# date coding on 1970 gto rear bumpers



## goat guy (Feb 28, 2010)

I bought my 1970 GTO Judge 14 years ago. I only taken it to local car shows all these years until last year. We took the car to Dayton and entered the car in concourse. One of the item we had points deducted for was the rear bumper. We were told the bumper was from a 1972 GTO because there was no date code stamped into it. Since i bought the car so many years ago could the bumper be a service replacment. I don't believe the had reproductions that long ago.


----------



## Rukee (Feb 8, 2007)

maybe the `70 bumper had the date code and the `72 did not?


----------



## Bobbyg (Jul 22, 2009)

where is the code located?
I'll see if mine has one.


----------



## goat guy (Feb 28, 2010)

The date code is on the left side under license plate. Stamped with when the bumper was made.


----------



## Bobbyg (Jul 22, 2009)

Mine has "2A22J" stamped there. Don't know how to read this code. Maybe someone else can help in that respect.

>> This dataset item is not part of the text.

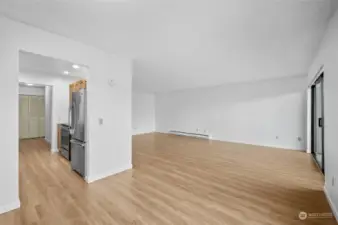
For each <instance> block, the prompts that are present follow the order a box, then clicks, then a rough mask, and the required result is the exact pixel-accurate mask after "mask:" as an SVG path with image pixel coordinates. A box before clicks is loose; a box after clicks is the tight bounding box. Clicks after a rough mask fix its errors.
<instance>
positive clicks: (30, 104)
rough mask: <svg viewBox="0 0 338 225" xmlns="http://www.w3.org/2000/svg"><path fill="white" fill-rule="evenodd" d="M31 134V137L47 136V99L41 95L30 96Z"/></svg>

Looks like it was stamped before chroming.

I believe this is the original as it still has the AAA stickers over the rust holes


----------



## goat guy (Feb 28, 2010)

I'm not sure how to read the codes myself. But it has to do with month,day and year. But what I'm try to find out is if my bumper is new OEM or a reproduction. Because I don't think that the reproduction bumper go back 14 years.


----------



## Unclesams (Jun 5, 2009)

Mine on my 69 has some numbers and when I rechromed it in 1985 it had the same numbers on it when it came back. How interesting. However it is one of the reasons I don't participate in that nonsense. I watched some judge use a micrometer to measure the amount of undercoating the cars had. I suppose the build specs called for a certain amount, but I would love to see the assembly line worker who did it uniformly.

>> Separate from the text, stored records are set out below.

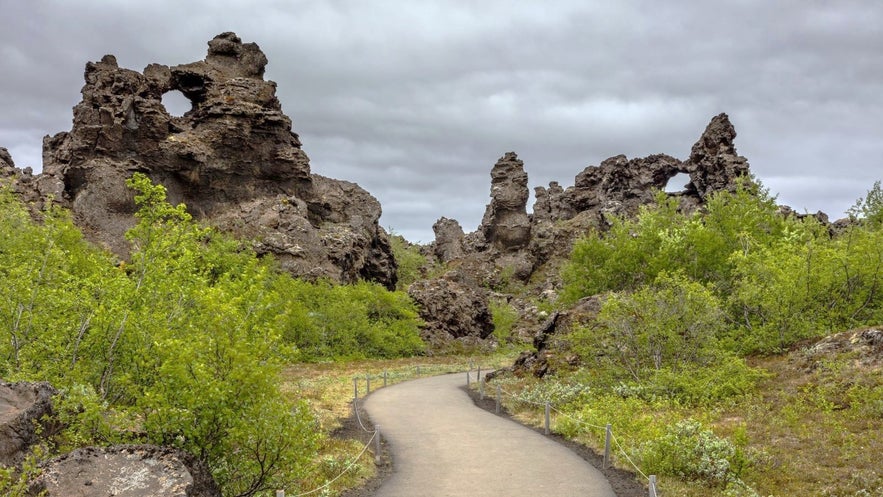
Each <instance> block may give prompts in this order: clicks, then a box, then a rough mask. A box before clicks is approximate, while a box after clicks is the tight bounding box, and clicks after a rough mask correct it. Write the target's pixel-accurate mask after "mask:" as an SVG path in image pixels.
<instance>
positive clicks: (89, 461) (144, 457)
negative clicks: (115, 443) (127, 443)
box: [32, 445, 221, 497]
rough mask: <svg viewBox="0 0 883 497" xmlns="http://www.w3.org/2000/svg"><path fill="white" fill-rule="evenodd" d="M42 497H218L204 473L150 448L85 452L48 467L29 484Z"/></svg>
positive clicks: (220, 492) (165, 452) (187, 458)
mask: <svg viewBox="0 0 883 497" xmlns="http://www.w3.org/2000/svg"><path fill="white" fill-rule="evenodd" d="M32 490H33V491H34V492H40V491H45V492H46V494H45V495H47V497H53V496H59V497H61V496H71V495H76V496H79V497H105V496H108V495H118V496H121V497H220V496H221V492H220V491H219V490H218V487H217V485H216V484H215V482H214V480H213V479H212V477H211V475H210V473H209V472H208V470H207V469H206V468H205V467H204V466H203V465H201V464H199V463H197V462H196V461H195V460H194V458H193V457H192V456H190V455H188V454H185V453H183V452H180V451H177V450H174V449H169V448H162V447H156V446H152V445H119V446H114V447H109V448H95V447H87V448H84V449H77V450H75V451H73V452H71V453H69V454H67V455H64V456H61V457H59V458H57V459H53V460H52V461H49V462H48V463H46V464H45V465H44V466H43V473H42V475H40V476H39V477H38V478H37V480H36V481H35V482H34V485H33V488H32Z"/></svg>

A car is only original once. There are not many the same way they came off the showroom floor at this stage. Some of the judging is beyond reason in that regards. But who am I to "judge?"


----------



## Rukee (Feb 8, 2007)

The Judges around here don't know what they are looking at.
The one show I was at I was in the stock class and (I still can't believe this and get teased about with friends) got beat out by a mid `90s Bonneville with at least 20 pieces of aftermarket chrome stuck under the hood and a polished stainless coffee CAN muffler with a mirror under it. I was like....WTF?!?


----------



## goat guy (Feb 28, 2010)

I only found out about the date coding because my wife handled the registration for the show in Dayton. Being our first big show she made the mistake of entering use in Concourse. Boy do they pick it apart. But it gave me a guide line to follow.PS bear with me I'm new at the forum scene.


----------